We should see a docker run command with several parameter values, similar to what we have in the following code block:

docker run -v ~/.aws-lambda-rie:/aws-lambda -p 9000:8080 --entrypoint /aws-lambda/aws-lambda-rie dlclambda:latest /opt/conda/bin/python -m awslambdaric app.handler

Let’s quickly check the parameter values that were passed to each of the flags:

-v: ~/.aws-lambda-rie is a directory outside of the running Docker container to be mounted to /aws-lambda (which is inside the container).
-p: This binds port 8080 of the container to port 9000 of the instance.
--entrypoint: This will override the default ENTRYPOINT command that gets executed when the container starts.
[IMAGE]: dlclambda:latest.
[COMMAND] [ARG…]: /opt/conda/bin/python -m awslambdaric app.handler.
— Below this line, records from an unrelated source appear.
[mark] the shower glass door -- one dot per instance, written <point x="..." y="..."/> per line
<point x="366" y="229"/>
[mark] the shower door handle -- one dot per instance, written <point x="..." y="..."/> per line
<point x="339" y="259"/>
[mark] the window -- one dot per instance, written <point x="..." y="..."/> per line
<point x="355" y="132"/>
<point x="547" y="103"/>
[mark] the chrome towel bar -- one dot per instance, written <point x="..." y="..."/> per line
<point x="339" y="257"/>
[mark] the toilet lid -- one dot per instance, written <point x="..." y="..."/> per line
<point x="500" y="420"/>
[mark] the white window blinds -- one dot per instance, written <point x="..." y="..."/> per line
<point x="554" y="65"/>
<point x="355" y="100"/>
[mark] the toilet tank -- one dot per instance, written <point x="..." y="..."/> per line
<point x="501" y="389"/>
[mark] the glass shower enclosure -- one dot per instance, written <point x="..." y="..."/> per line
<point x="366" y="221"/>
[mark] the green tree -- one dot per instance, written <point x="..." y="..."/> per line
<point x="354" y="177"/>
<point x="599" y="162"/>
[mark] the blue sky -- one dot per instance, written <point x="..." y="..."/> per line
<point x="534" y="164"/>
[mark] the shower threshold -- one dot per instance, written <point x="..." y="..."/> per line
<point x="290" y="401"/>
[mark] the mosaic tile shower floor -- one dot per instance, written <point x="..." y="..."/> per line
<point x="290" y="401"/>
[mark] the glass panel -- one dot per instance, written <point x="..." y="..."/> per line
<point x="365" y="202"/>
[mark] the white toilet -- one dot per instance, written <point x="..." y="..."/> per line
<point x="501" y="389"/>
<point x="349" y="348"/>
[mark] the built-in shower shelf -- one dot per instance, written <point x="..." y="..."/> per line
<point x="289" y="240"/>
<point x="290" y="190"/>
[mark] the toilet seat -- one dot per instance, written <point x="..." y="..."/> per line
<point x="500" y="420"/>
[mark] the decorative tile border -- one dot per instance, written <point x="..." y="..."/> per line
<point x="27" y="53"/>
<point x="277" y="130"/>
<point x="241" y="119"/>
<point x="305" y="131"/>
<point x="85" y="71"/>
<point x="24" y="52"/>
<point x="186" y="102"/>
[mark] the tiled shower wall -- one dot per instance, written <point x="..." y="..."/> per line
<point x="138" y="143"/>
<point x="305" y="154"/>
This docker run command overrides the default ENTRYPOINT command and uses the Lambda Interface Emulator binary, aws-lambda-rie, instead of using the --entrypoint flag. This will then start a local endpoint at http://localhost:9000/2015-03-31/functions/function/invocations.

Note

For more information on the docker run command, feel free to check out https://docs.docker.com/engine/reference/commandline/run/.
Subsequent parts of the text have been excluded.